35 vom Hundert des Bruttobetrages der Dividenden in allen anderen Fällen.

(3) Dividenden, die von einer in einem der beiden Vertragstaaten ansässigen Gesellschaft an eine in dem anderen Vertragstaat ansässige Gesellschaft gezahlt werden, sind in diesem anderen Staat von der Besteuerung ausgenommen, aber nur insofern die Dividenden von der Besteuerung ausgenommen wären, wenn beide Gesellschaften in diesem anderen Vertragstaat ansässig wären.

(4) Der in diesem Artikel verwendete Ausdruck “Dividenden” bedeutet Einkünfte aus Aktien, Genußaktien oder Genußscheinen, Gründeranteilen oder anderen Rechten - ausgenommen Forderungen - mit Gewinnbeteiligung sowie aus sonstigen Gesellschaftsanteilen stammende Einkünfte, die nach dem Steuerrecht des Staates, in dem die ausschüttende Gesellschaft ansässig ist, den Einkünften aus Aktien gleichgestellt sind.

(5) Hat der in einem Vertragstaat ansässige Empfänger der Dividenden in dem anderen Vertragstaat, in dem die die Dividenden zahlende Gesellschaft ansässig ist, eine Betriebstätte und gehört die Beteiligung, für die die Dividenden gezahlt werden, tatsächlich zu dieser Betriebstätte, ist Artikel 7 anzuwenden.

(6) Gewinne eines Unternehmens eines Vertragstaates, das in dem anderen Vertragstaat durch eine dort gelegene Betriebstätte tätig ist, werden, nachdem sie gemäß Artikel 7 besteuert worden sind, mit dem verbleibenden Betrag nach dem innerstaatlichen Recht dieses anderen Staates, in dem sich die Betriebstätte befindet, besteuert.

Artikel 11

Zinsen

(1) Zinsen, die aus einem Vertragstaat stammen und an eine in dem anderen Vertragstaat ansässige Person gezahlt werden, dürfen in dem anderen Staat besteuert werden.

(2) Diese Zinsen dürfen jedoch in dem Vertragstaat, aus dem sie stammen, nach dem Recht dieses Staates besteuert werden; die Steuer darf aber 15 vom Hundert des Betrages der Zinsen nicht übersteigen.

(3) Der in diesem Artikel verwendete Ausdruck “Zinsen” bedeutet Einkünfte aus öffentlichen Anleihen, aus Obligationen, auch wenn sie durch Pfandrechte an Grundstücken gesichert oder mit einer Gewinnbeteiligung ausgestattet sind, und aus Forderungen jeder Art sowie alle anderen Einkünfte, die nach dem Steuerrecht des Staates, aus dem sie stammen, den Einkünften aus Darlehen gleichgestellt sind.

(4) Hat der in einem Vertragstaat ansässige Empfänger der Zinsen in dem anderen Vertragstaat, aus dem die Zinsen stammen, eine Betriebstätte und gehört die Forderung, für die die Zinsen gezahlt werden tatsächlich zu dieser Betriebstätte, ist Artikel 7 anzuwenden.

(5) Zinsen gelten dann als aus einem Vertragstaat stammend, wenn der Schuldner dieser Staat selbst, eine seiner Gebietskörperschaften oder eine in diesem Staat ansässige Person ist.

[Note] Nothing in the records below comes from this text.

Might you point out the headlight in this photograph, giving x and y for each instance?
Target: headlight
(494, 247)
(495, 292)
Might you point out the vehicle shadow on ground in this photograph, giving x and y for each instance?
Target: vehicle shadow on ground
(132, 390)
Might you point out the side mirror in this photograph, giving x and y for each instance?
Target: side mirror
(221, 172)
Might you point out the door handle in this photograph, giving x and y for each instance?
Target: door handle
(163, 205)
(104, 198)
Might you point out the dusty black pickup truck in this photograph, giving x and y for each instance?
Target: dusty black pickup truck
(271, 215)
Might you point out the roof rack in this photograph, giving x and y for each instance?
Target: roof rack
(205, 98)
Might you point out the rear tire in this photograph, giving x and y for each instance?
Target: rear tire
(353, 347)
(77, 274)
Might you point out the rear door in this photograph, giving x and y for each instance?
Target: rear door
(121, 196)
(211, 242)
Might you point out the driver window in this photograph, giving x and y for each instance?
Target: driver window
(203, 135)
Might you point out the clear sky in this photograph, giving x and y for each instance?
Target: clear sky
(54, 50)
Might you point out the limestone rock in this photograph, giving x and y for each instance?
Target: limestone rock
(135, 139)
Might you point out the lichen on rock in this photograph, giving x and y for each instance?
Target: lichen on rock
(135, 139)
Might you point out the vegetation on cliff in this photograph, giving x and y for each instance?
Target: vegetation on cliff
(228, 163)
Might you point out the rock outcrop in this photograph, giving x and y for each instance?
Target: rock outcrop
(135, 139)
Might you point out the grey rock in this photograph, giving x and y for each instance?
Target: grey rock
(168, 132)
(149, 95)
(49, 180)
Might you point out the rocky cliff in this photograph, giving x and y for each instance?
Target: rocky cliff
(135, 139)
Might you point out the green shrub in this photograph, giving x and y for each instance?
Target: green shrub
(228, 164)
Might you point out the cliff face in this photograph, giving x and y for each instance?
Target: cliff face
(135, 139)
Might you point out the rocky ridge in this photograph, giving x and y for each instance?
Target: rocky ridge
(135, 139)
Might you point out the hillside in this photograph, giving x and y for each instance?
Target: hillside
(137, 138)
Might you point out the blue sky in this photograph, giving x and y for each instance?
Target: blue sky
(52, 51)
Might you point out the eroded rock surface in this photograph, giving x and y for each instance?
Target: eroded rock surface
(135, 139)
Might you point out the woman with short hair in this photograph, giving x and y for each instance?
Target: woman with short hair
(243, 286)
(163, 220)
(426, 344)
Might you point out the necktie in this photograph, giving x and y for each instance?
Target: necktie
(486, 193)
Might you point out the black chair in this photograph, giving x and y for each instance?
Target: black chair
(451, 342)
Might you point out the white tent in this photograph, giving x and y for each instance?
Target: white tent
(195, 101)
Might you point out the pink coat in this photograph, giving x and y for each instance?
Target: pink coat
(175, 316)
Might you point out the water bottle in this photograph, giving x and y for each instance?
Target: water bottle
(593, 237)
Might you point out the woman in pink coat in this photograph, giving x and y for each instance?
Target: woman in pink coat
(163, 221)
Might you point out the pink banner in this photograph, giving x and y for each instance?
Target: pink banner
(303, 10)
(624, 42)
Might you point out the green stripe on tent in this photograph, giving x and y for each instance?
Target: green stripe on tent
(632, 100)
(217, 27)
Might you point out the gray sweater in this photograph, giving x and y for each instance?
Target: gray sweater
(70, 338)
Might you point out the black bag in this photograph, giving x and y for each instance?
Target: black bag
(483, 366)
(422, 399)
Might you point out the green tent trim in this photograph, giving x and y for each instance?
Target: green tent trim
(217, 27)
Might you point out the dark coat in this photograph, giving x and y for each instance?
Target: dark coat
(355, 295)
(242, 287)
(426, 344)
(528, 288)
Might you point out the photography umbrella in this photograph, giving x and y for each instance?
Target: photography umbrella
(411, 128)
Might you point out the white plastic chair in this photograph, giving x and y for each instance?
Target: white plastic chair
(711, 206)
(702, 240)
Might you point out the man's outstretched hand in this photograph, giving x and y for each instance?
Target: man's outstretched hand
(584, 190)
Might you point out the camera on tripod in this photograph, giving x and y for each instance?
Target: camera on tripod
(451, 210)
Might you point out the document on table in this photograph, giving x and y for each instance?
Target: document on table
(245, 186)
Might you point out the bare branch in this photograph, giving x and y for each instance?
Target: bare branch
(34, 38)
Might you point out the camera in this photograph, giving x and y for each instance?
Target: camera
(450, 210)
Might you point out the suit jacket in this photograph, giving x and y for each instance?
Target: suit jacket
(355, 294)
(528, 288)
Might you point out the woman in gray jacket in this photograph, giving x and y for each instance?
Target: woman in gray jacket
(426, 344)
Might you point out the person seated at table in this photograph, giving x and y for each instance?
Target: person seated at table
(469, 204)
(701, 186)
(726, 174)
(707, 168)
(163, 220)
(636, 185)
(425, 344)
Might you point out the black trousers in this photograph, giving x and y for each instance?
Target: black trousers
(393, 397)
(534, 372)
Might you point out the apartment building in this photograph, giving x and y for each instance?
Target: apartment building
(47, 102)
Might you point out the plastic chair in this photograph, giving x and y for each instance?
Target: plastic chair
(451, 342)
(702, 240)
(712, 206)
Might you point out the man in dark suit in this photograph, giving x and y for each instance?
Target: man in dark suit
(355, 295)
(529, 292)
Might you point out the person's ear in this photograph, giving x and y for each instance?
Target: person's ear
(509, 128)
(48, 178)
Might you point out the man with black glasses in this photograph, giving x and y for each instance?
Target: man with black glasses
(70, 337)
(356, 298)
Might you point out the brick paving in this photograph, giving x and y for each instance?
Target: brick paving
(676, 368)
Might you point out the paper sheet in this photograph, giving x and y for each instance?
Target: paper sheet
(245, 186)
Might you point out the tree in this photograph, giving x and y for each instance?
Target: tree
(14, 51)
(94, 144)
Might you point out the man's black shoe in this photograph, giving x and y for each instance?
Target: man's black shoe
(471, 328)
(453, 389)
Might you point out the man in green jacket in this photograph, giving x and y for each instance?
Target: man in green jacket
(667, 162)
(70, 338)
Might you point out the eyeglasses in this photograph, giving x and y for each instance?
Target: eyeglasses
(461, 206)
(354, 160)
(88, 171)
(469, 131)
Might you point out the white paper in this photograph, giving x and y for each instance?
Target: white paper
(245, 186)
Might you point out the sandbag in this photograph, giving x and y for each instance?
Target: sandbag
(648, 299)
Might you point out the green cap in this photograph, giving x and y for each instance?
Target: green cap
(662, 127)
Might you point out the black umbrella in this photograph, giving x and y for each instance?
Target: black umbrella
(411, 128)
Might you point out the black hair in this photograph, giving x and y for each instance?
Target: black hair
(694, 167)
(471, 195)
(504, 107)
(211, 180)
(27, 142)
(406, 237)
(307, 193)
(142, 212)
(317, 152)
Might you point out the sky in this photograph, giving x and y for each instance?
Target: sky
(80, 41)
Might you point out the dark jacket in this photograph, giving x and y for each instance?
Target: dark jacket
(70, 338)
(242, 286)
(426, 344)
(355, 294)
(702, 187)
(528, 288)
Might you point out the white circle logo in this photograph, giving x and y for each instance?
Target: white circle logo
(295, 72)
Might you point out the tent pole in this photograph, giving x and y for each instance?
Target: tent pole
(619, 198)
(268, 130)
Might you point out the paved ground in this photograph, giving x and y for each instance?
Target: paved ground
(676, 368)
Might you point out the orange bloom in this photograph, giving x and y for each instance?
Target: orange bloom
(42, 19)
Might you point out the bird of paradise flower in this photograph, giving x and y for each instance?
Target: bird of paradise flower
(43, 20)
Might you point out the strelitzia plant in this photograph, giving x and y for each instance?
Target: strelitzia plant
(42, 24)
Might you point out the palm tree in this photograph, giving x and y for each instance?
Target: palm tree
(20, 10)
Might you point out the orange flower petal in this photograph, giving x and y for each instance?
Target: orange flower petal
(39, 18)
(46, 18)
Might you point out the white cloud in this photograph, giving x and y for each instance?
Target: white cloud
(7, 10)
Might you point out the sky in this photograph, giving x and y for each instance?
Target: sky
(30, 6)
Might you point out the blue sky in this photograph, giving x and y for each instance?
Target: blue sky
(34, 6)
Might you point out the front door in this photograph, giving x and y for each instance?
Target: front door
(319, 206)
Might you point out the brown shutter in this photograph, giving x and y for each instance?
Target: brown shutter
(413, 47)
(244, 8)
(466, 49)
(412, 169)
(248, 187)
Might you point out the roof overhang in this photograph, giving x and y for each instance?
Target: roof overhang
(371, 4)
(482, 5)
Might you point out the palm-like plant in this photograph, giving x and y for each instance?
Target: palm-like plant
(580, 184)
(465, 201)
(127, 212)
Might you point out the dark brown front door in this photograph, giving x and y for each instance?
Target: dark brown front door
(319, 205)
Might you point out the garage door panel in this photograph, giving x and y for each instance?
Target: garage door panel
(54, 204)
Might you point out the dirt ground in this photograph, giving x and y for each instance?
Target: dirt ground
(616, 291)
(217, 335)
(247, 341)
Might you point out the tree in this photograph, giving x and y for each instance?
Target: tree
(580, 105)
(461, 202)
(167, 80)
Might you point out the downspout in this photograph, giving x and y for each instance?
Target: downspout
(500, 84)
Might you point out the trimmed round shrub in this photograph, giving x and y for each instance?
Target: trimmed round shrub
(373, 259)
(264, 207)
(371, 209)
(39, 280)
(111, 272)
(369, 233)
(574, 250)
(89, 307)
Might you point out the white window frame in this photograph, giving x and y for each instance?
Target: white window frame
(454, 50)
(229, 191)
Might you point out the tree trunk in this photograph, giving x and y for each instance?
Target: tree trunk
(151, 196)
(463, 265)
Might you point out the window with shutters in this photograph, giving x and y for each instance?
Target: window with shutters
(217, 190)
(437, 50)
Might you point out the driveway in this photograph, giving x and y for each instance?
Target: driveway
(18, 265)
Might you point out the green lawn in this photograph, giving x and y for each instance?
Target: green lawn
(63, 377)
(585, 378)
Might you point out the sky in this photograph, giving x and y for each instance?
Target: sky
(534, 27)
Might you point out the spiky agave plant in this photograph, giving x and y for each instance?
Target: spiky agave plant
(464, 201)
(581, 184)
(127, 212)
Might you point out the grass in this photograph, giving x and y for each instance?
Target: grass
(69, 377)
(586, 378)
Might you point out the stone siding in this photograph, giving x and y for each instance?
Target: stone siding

Hat aber der Schuldner der Zinsen, ohne Rücksicht darauf, ob er in einem Vertragstaat ansässig ist oder nicht, in einem Vertragstaat eine Betriebstätte und ist die Schuld, für die die Zinsen gezahlt werden, für Zwecke der Betriebstätte eingegangen worden und trägt die Betriebstätte die Zinsen, so gelten die Zinsen als aus dem Vertragstaat stammend, in dem die Betriebstätte liegt.

(6) Bestehen zwischen Schuldner und Gläubiger oder zwischen jedem von ihnen und einem Dritten besondere Beziehungen und übersteigen deshalb die gezahlten Zinsen, gemessen an der zugrunde liegenden Forderung, den Betrag, den Schuldner und Gläubiger ohne diese Beziehungen vereinbart hätten, so wird dieser Artikel nur auf diesen letzten Betrag angewendet. In diesem Fall darf der übersteigende Betrag nach dem Recht jedes Vertragstaates und unter Berücksichtigung der anderen Bestimmungen dieses Abkommens besteuert werden.